The difference is when you get that torque. In the V8, peak lb-ft arrives at 4,100 rpm, whereas in the Duramax it’s all unlocked from just 1,500 rpm. Considering the Escalade’s standard 10-speed automatic prefers leisurely shifts in the name of refinement and economy, it means you spend a lot more time playing with all the torque you paid for in the turbo-diesel.

It pays dividends in general driving, with greater urgency away from stop signs and traffic lights, and the sense of a deeper well of power when you need to overtake on the highway. Times when the gas engine needs to downshift – not exactly a jerky process, but still noticeable – when you bury your right foot to pick up speed, the diesel can often avoid the gearchanges. An Escalade just isn’t something you wind up to the redline, not normally, and so low-end grunt suits its character far better.

Diesel, of course, comes with some drawbacks of its own. The technology has improved since the agricultural engines of old, but while Cadillac has smoothed out a lot of the clatter at idle, and the Duramax Escalade doesn’t really come across as too tractor-like from a cold start, the soundtrack overall just isn’t as pleasant as with the V8.

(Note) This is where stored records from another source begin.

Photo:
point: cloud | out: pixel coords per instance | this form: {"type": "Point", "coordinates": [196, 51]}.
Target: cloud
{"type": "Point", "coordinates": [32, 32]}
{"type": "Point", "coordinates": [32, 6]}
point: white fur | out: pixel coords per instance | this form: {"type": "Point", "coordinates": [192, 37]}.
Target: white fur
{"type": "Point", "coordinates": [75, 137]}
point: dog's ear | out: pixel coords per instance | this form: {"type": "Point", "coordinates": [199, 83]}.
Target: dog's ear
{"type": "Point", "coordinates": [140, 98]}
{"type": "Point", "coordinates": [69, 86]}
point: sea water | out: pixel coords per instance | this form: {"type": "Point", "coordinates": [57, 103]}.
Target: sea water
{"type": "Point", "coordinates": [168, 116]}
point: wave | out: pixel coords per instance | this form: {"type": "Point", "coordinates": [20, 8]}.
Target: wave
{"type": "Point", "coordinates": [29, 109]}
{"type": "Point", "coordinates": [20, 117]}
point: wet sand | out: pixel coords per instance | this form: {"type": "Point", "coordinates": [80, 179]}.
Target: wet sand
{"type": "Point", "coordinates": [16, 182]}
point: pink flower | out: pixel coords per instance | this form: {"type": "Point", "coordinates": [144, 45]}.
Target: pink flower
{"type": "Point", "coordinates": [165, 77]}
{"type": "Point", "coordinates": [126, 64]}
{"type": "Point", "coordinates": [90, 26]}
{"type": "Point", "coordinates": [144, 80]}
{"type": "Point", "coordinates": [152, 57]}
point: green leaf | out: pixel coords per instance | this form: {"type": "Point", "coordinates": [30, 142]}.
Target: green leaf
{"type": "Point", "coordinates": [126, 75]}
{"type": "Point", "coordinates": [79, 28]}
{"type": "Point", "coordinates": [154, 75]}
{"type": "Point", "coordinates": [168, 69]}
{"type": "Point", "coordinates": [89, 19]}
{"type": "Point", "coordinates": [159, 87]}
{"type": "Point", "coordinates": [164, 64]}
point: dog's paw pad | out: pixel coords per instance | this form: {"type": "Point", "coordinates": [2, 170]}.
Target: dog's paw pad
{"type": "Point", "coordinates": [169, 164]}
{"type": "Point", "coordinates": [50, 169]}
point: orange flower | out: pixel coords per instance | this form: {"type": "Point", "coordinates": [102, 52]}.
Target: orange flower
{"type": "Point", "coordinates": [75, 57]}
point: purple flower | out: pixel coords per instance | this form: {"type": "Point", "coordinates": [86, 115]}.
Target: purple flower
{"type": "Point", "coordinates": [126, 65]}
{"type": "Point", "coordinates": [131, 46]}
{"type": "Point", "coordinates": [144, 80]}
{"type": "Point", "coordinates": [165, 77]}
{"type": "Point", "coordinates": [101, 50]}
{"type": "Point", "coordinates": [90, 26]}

You don’t hear it quite so much inside, where Caddy’s excellent sound insulation does a decent job of isolating you from what’s under the hood. Outside, though, I noticed some turning heads as the Escalade pulled away from lights: it seems pedestrians aren’t quite so isolated from the Duramax’s bark.

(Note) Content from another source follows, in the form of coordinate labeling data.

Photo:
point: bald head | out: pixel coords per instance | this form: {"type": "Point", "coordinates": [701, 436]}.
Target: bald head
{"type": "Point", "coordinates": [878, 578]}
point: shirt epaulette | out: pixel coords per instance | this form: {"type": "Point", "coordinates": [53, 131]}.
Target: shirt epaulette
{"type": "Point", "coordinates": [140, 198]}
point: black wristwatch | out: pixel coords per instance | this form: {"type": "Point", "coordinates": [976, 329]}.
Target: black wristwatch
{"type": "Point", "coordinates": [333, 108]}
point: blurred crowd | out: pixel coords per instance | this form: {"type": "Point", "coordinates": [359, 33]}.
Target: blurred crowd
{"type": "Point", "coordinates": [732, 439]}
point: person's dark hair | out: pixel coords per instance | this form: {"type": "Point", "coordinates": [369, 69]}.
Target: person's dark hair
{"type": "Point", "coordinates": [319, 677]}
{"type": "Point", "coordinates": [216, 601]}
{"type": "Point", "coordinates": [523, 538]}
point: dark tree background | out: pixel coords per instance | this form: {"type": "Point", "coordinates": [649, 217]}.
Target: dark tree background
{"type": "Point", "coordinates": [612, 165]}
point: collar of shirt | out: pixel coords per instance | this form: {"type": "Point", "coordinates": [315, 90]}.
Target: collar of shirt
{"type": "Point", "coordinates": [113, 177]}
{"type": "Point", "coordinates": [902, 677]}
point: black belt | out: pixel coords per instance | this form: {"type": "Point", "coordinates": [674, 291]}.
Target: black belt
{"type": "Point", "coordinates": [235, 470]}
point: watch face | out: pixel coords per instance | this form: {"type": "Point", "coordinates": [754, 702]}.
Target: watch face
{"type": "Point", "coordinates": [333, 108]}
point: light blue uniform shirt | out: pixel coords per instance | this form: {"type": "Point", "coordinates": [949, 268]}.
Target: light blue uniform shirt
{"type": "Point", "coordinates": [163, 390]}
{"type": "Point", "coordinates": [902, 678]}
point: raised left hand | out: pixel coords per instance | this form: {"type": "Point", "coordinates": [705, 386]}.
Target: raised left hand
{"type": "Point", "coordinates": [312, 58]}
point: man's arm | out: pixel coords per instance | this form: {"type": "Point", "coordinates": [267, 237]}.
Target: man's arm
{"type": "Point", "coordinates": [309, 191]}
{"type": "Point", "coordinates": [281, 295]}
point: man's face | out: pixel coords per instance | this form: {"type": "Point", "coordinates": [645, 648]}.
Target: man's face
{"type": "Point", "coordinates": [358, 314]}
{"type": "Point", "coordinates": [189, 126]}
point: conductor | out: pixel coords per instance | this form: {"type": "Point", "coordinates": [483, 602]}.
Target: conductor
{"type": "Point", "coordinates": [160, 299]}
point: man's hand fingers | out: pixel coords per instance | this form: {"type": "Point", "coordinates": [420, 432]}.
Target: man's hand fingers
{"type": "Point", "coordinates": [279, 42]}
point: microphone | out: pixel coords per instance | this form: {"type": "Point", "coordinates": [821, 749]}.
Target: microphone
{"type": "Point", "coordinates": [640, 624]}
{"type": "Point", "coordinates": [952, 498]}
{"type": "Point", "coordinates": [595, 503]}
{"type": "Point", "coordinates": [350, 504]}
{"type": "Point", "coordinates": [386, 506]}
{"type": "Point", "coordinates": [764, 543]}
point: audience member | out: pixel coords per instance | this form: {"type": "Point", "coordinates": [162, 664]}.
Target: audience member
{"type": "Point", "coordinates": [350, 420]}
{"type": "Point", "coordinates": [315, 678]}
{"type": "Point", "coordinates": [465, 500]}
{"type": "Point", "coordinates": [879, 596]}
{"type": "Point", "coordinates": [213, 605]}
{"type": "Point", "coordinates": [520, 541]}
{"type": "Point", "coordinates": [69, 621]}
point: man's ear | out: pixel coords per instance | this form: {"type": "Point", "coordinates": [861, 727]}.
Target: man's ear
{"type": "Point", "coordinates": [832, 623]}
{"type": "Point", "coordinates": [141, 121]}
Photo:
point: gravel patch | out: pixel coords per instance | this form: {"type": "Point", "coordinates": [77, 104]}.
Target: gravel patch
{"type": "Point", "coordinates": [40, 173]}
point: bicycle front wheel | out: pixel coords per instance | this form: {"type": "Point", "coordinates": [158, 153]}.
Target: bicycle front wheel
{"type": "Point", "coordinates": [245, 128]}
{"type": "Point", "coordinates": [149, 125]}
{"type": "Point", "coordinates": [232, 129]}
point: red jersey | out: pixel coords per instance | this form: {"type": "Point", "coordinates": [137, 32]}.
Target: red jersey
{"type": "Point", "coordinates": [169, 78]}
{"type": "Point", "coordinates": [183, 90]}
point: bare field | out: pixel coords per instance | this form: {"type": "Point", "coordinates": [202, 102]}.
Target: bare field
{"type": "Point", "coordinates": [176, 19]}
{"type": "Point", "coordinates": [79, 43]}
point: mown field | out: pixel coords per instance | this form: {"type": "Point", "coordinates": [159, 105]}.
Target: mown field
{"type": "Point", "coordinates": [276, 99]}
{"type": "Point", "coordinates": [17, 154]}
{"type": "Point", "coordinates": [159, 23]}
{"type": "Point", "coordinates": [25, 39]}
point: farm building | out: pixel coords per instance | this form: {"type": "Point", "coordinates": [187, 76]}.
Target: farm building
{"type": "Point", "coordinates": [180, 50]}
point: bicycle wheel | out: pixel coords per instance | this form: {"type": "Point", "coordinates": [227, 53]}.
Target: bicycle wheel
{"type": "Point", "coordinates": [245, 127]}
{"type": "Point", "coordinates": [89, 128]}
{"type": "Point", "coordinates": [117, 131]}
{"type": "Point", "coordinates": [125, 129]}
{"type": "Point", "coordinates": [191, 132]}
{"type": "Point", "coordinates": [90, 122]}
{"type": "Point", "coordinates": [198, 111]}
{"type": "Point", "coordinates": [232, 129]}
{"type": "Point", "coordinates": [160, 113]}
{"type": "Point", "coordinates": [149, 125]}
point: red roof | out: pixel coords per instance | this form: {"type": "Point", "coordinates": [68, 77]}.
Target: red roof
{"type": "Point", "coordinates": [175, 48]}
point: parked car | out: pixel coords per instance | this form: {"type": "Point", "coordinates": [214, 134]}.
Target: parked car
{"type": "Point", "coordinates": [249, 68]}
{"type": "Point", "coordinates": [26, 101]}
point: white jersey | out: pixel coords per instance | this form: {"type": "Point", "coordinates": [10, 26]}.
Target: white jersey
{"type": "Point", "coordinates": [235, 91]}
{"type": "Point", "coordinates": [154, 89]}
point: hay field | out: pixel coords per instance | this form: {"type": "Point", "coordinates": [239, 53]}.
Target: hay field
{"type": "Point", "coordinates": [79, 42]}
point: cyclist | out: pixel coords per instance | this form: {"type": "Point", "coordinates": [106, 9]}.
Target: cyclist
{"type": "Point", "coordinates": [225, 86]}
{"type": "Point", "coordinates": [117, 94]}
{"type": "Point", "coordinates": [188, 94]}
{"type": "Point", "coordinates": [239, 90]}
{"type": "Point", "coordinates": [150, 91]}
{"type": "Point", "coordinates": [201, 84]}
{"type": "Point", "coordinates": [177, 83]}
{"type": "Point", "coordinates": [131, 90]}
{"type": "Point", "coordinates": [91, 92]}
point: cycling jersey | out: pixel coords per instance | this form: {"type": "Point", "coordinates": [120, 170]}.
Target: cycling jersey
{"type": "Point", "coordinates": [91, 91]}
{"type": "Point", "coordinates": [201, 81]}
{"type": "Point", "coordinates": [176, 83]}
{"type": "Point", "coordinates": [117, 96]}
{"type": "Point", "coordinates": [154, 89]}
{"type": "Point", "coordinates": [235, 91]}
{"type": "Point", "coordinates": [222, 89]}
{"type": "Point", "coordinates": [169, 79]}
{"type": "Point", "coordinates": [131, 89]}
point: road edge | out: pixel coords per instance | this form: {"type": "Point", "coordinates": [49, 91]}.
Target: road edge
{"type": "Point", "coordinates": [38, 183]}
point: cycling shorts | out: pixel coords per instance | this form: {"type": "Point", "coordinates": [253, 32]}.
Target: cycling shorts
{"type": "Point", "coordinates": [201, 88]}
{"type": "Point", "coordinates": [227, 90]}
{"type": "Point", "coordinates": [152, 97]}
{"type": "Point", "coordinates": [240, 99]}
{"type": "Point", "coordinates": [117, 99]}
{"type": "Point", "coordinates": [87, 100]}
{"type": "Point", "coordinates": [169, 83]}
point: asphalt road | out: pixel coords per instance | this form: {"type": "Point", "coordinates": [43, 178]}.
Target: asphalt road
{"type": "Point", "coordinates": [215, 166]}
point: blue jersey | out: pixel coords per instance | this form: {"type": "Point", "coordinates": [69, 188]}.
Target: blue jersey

As for economy, with my limited time with the 2021 Escalade diesel I didn’t have the opportunity to do comprehensive comparisons to the EPA’s numbers. In 2WD form, the agency says, the SUV is rated for 21 mpg in the city, 27 mpg on the highway, and 23 mpg combined. The 4WD version comes in at 20 mpg city, 26 mph highway, and 22 mpg combined.

For something of the Escalade’s size, those low- to mid-20s numbers aren’t bad. In my own mixed driving, predominantly off the highway, I saw 23 mpg with the SUV left in auto mode to switch between 2WD and 4WD as it saw fit. Compared to the V8 version – which is EPA rated, at best, at 17 mpg combined in 2WD mode, and from which I got 14 mpg from in my everyday driving – that’s a sizable difference.

Your decision, then, comes down to where you place your priorities: refinement, torque, or economy. My biggest takeaway from the 2021 Escalade diesel was that what I really want – and what I suspect truly suits the truck’s ethos – is an all-electric Escalade or at least a hybrid version. That could have the potency of the Duramax along with even greater refinement than the gas SUV.

GM is, in fact, working on an electric Escalade, or at least a big, three-row luxury SUV cousin that’s all-electric. Sadly that likely won’t be ready until 2025. Until then, the absence of even a plug-in hybrid version is conspicuous, and frustrating. The 2021 Escalade is lavish and excessive, but having had a taste of more accessible torque I’m now left with an even bigger appetite for an electrified version.